Warm Turmeric Milk
Eat more turmeric they say. It’s good for you they say. It’s anti-inflammatory, anti-oxidant, and anti-cancer. It’s GOOD for you. Well, it seemed to me there were only so many ways one could eat turmeric. Then I came across a recipe for turmeric tea and fell in love with it all over again. I took the recipe and made my own version, as follows. If drinking it isn’t your favorite, you can always supplement with turmeric also.
1/4 C. turmeric powder
1/2 tsp. ground pepper (this helps increase absorption of the turmeric in the body)
1/4 tsp. ground nutmeg
1/4 tsp. ground cinnamon
1/4 tsp. ground cloves
1/2 C. water
( I personally increase the amount of these spices for myself because I like it really spicy, but this is a good base amount to start with. You can adjust it to your liking from there.)

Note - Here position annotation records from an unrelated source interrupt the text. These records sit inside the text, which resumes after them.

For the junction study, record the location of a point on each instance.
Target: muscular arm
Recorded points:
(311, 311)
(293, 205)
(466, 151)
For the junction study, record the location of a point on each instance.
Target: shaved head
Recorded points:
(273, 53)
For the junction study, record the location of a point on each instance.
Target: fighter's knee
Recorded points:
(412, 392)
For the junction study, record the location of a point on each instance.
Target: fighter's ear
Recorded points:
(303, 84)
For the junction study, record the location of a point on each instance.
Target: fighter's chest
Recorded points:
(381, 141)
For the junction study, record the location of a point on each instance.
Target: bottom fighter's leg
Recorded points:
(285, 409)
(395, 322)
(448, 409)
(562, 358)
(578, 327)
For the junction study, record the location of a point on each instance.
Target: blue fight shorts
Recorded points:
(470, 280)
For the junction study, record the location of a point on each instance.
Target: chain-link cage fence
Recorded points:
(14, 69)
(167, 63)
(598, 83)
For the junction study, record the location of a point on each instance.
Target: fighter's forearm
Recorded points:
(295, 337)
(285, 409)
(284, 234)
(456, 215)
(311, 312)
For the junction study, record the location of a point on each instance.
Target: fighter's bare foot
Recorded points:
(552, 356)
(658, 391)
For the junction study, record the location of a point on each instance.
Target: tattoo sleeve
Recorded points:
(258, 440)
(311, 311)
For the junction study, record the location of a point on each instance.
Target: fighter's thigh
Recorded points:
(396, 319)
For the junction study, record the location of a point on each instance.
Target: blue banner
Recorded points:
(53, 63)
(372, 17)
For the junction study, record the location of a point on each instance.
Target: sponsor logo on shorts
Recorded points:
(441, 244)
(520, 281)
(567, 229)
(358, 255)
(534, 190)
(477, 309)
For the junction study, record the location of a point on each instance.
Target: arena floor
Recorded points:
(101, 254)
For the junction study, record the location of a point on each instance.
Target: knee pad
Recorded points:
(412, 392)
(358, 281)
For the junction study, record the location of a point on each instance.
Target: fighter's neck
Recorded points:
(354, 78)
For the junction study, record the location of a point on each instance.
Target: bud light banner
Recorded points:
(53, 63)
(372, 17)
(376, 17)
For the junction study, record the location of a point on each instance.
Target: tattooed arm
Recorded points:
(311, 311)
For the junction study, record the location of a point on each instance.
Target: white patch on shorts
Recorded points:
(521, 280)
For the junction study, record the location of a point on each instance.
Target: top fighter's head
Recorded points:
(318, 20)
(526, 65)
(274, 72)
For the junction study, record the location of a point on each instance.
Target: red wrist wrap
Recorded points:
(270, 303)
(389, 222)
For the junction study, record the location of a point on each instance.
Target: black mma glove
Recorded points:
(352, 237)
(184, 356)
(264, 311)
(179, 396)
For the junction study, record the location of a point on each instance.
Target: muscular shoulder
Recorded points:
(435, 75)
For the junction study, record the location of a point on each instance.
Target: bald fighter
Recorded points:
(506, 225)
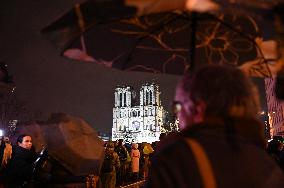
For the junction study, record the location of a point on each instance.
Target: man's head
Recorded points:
(25, 141)
(215, 91)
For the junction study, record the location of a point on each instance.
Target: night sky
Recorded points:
(49, 83)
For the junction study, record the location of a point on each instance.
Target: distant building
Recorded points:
(275, 109)
(136, 121)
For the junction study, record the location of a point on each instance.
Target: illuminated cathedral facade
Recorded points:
(138, 121)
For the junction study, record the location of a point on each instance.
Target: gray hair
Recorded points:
(227, 91)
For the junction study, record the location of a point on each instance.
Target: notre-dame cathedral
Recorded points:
(138, 121)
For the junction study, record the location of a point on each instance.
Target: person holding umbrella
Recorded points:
(19, 170)
(221, 143)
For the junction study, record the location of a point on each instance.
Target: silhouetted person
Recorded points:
(219, 133)
(19, 169)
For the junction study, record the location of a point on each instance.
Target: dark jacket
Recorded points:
(20, 167)
(235, 148)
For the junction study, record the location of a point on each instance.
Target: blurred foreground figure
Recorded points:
(19, 169)
(221, 143)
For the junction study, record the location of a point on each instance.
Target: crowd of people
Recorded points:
(125, 163)
(221, 142)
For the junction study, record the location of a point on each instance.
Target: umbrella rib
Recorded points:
(152, 30)
(246, 37)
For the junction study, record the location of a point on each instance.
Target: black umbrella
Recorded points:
(167, 41)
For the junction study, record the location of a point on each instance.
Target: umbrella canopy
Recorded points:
(74, 143)
(167, 37)
(69, 140)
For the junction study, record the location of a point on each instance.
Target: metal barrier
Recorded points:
(134, 185)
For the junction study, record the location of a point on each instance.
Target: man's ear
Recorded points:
(200, 108)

In a small saucepan, mix all ingredients over medium heat stirring constantly until a thick paste forms. Remove from heat and place in a small container. This is going to be your base that you will use to make your tea from. It will keep for a couple of weeks in the fridge.
To make Turmeric Milk
In a small saucepan, combine; 8 oz of whole milk or milk alternative, 1/2 tsp or more of turmeric paste. (I like it stronger, so I use 2-3 tsp.), 1/2 to 1 Tbsp coconut oil, Maple syrup to taste ( I usually just add this after it’s warmed up.
I also like to add 1 Tbsp Great Lakes Collagen Hydrolysate which is water soluble protein that is easily assimilated in the body and won’t clump. It is good for bones, joints, hair growth, and cell regeneration. Like the turmeric, it’s GOOD for you.
Heat until warm, but do not boil. Serve immediately.
*Note that there are some contraindications with consuming larger amounts of turmeric, like in pregnancy, or with certain medications, like anticoagulants. Herbs can definitely be medicinal, so please be aware when consuming them if you have a health condition or are on medications.